Kashmir conundrum

2017-05-14T23:06:01+05:00 Inamullah Marwat

The recent wave of students’ led protests in the Indian occupied Kashmir, triggered first by ruthless killing of separatist leader, Burhan Wani, which India claimed to be a militant, and lately getting impetus from Indian security forces raid on a college in Pulwama during which at least 50 students were injured, has brought the Kashmir issue again in the limelight. Like the past, the issue has culminated in prompting India to deal with the issue via a heavy-handed approach, that is reflective from curfews and onslaught of pellet guns, painting it before the world that the current uprising has been the brainchild of shenanigans on the part of across the border rival, Pakistan, which India has accused of sponsoring militant groups in Indian Occupied Kashmir. But unlike the past, the recent wave of protests has a peculiar feature; that is, Kashmiris themselves, especially, are now trying to make themselves count in the stakeholders’ matrix of this conflict. Fed up with bearing more than seven decades of India’s hawkish approach towards their concerns, the youth of Indian occupied Kashmir, incensed by political, social, economic and psychological deprivation, have given up the ghost in capping their repressed anger against the state’s atrocities and have decided to stand up for their rights.

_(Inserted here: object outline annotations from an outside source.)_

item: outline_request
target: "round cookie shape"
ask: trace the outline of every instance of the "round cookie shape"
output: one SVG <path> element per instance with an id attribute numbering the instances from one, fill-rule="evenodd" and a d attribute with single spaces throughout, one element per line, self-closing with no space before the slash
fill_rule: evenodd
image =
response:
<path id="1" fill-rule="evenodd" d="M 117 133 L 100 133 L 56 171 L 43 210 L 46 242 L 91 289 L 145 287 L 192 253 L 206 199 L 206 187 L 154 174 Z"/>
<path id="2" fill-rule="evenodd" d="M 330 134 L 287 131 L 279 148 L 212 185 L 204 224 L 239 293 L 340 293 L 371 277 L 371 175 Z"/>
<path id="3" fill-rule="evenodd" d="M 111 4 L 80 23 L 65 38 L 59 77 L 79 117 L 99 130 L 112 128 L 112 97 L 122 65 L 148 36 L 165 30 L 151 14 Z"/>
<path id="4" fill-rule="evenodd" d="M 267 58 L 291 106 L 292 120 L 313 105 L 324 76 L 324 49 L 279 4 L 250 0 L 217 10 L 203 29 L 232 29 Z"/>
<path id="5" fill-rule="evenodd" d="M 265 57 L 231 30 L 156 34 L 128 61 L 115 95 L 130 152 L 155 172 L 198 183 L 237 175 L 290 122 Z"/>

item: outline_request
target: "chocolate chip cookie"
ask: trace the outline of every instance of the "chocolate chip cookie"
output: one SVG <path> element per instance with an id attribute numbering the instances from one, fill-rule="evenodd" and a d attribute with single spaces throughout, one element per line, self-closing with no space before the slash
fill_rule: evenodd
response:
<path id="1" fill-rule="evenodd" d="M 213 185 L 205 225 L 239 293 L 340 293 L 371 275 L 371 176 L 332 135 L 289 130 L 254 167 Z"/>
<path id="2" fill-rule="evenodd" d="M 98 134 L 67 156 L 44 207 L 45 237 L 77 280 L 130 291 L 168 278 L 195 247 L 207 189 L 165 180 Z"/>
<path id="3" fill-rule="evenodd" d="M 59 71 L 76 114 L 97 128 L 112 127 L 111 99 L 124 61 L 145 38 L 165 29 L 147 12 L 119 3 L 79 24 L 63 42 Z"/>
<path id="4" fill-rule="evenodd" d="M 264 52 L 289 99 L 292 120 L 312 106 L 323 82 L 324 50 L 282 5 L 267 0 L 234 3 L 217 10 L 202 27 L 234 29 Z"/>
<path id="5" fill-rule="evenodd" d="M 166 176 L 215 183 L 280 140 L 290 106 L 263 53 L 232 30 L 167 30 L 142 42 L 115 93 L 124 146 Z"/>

This was long overdue. Right after independence, it is an open secret that India, through coercive means, made Maharaja Hari Singh, the then ruler of Kashmir as a princely state, sign the Instrument of Accession with India in the face of a rebellion from Muslims. After acceding to India, India sent its troops to Kashmir to counter the rebellion that had almost captured a portion of Kashmir which they named Azad Kashmir. A ruthless fight ensued between the Indian army and rebel forces that constituted tribal force supported by Pakistan army. The rebel forces were almost fifteen miles away from Srinagar, capital of Indian occupied Kashmir, that India’s then Prime Minister Jawahar Lal Nehru, at the behest of then Governor General Lord Mountbatten, appealed to the United Nations Security Council (UNSC) to consider the fight between Pakistan and India that was ripping apart Kashmir. Playing the role of mediator after bringing halt to the fight, the UNSC passed several resolutions impressing upon both Pakistan and India that the accession of Jammu and Kashmir to India or Pakistan should be decided through the democratic method of a free and impartial plebiscite.

Since the passage of those resolutions, India has been shying away from holding a plebiscite in Jammu and Kashmir. Instead of giving Kashmiris a choice to have right of self-determination, India has, without Kashmiris’ consent, made it an integral part of their constitution via article 370. Since occupying Jammu and Kashmir and having relieved by the UNSC resolution in 1948 against the onslaught of rebel forces that were about to occupy the whole Kashmir, India has been, since then, hell bent upon crushing all kind of dissent in Kashmir, and has been mainstreaming Kashmir through hawkish means in Indian democracy which is reflective from deployment of large contingents of army equipped with Armed Forces (Special Powers) Acts (AFSPA) which are “Acts of the Parliament of India that grant special powers to the Indian Armed Forces.” AFSPA accords huge power, that most of the time go unchecked with respect to its accountability and results in human rights violations, to the Indian army to maintain normalcy in Kashmir.

The use of force helps contain a problem, but it does not cure. This simple logic is beyond India’s policy makers’ conception when it comes to policy making vis-à-vis Indian occupied Kashmir. The identity of a Kashmiri, which has been defined by state’s oppression, can hardly be accommodated in the mainstream Indian identity which India has been trying to do, to no avail, via holding so-called elections. By not aligning herself with political aspirations of population in Kashmir resulting in resentment among Kashmiris, curing the resentment among people reflective through their protests via force and treating the issue as domestic issue though it is an international one as is reflective from Pakistan’s claim over it and existence of Azad Kashmir, India has been sitting on powder keg. If it is not catered to in time, the issue has the prospect of imploding India from within and exploding from without.

Problems are dealt with squarely for their solution. India’s approach towards Kashmir issue shows that the issue has not been dealt with intentionally in its face and depth; that is why India has not been able to bring calm and peace in Jammu and Kashmir even after seventy years. All these years, Kashmiris in Indian Occupied Kashmir have seen themselves being subsumed into the so-called grand Indian democracy through the crack of a whip, and this has given birth to a new Kashmiri identity that is very different from the one that was at the time of India’s occupation of Kashmir in post-partition era. At that point in time, Kashmiri in struggle against India defined his/her identity, more in ideological terms, in terms of being deprived of his/her choice of self-determination via plebiscite, but, today, with frustration oozing out from the denial of choice of self-determination, Kashmiris are incensed at the utter deprivation meted out to them.

The solution to the Kashmir conundrum does not lie in silencing dissent through barrels of pellet guns, rather, considering eclectic nature of the issue, it lies in bringing all the stakeholders to the conflict in consultation with one other for formulation of an agreement that proves a win-win for all.